Dopo anni di boicottaggi e opposizioni, per Sizzla si sono riaperte le porte degli Stati Uniti per una serie di concerti che lo vedranno protagonista.

Erano ben 8 anni che al bobo veniva impedito di esibirsi davanti al suo pubblico, il motivo lo conosciamo tutti, accusato di omofobia e di incitare alla violenza contro gli omosessuali, il suo nome era in cima alla lista nera delle associazioni.

Sizzla ha scelto di cogliere questa occasione anche per qualche conferenza stampa, che gli permettesse finalmente di dire la sua di fronte agli americani, Però se per l’artista si sono riaperte le frontiere negli States, al momento si sono chiuse in Belgio dove la sua esibizione al Reggae Geel è stata cancellata in seguito alle proteste della comunità gay locale.

Non è che le contestazioni non ci sono state nelle città già toccate dal sinjay, solo che questa volta è bastata la rassicurazione che non avrebbe cantato ne profferito nessuna frase omofoba. In cambio Sizzla ha voluto che durante i suoi incontri con la stampa nessuna domanda toccasse quei temi, minaccia il suo immediato abbandono della conferenza.

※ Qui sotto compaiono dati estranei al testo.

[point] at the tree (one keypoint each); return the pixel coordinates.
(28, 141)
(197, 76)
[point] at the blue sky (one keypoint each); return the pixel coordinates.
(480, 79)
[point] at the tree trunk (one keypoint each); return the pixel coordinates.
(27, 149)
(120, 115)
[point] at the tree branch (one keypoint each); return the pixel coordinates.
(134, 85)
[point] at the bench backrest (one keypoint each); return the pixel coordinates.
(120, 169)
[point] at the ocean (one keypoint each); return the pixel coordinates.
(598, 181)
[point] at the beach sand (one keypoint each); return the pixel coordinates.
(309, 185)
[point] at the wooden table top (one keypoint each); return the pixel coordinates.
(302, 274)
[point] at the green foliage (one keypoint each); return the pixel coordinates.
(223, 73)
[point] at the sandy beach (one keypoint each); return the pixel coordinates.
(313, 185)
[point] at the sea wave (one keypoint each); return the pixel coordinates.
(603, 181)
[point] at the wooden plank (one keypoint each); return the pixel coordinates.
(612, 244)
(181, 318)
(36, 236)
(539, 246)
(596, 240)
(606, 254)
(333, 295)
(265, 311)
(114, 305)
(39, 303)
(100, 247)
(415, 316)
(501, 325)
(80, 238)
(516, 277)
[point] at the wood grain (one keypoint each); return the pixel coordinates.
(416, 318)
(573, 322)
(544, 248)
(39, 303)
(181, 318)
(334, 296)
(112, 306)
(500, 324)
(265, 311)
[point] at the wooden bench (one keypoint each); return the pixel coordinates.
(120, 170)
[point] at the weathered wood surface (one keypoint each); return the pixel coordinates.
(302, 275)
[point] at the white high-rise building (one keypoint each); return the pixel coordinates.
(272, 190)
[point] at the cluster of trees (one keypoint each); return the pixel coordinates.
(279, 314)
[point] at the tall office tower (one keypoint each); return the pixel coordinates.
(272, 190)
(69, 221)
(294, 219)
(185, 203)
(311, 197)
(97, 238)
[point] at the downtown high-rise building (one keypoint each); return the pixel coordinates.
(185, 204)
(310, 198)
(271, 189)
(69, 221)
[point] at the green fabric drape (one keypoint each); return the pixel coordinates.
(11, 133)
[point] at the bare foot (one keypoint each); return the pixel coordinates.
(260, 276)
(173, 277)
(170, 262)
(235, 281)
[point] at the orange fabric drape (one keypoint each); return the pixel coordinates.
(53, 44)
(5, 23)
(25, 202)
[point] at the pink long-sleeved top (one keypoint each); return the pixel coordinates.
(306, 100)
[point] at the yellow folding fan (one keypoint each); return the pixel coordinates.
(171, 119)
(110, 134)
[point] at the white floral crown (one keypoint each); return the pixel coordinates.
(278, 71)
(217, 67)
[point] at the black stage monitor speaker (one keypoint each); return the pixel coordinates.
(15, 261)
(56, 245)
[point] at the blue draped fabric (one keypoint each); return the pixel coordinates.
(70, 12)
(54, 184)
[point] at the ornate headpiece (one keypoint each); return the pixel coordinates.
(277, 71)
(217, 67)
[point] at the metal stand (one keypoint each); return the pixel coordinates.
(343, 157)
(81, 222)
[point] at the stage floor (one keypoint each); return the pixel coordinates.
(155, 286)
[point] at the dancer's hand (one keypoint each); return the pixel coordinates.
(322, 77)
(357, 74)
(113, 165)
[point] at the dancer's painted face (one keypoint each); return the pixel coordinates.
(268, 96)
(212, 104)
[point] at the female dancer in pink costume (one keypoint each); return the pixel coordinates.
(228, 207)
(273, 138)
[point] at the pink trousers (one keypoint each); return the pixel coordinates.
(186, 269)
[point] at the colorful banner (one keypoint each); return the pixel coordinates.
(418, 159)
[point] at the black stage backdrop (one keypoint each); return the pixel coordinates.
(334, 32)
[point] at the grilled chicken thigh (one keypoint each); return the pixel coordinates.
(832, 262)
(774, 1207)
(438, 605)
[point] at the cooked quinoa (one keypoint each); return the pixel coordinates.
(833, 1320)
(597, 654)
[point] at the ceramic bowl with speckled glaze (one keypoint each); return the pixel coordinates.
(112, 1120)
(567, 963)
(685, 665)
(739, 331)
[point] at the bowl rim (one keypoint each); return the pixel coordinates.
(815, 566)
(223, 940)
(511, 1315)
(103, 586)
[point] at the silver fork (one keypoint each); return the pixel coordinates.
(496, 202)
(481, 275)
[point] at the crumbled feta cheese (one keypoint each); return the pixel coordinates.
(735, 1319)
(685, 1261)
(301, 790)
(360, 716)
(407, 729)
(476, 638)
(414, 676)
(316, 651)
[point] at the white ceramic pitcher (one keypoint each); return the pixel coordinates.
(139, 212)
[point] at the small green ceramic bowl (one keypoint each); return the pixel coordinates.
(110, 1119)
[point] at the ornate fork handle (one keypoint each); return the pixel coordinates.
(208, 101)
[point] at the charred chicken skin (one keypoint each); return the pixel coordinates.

In questo modo il bobo ha potuto presentare le sue ultime produzioni discografiche sottolineando l’importanza di un mercato come quello americano. Ha rispolverato tutti i temi classici della musica reggae, pace, amore e unione, senza tralasciare l’aspetto spirituale.

Un tentativo, forse riuscito, nel dissociare la sua figura da quella disegnata da chi lo considera ancora oggi un violento abituato a discriminare.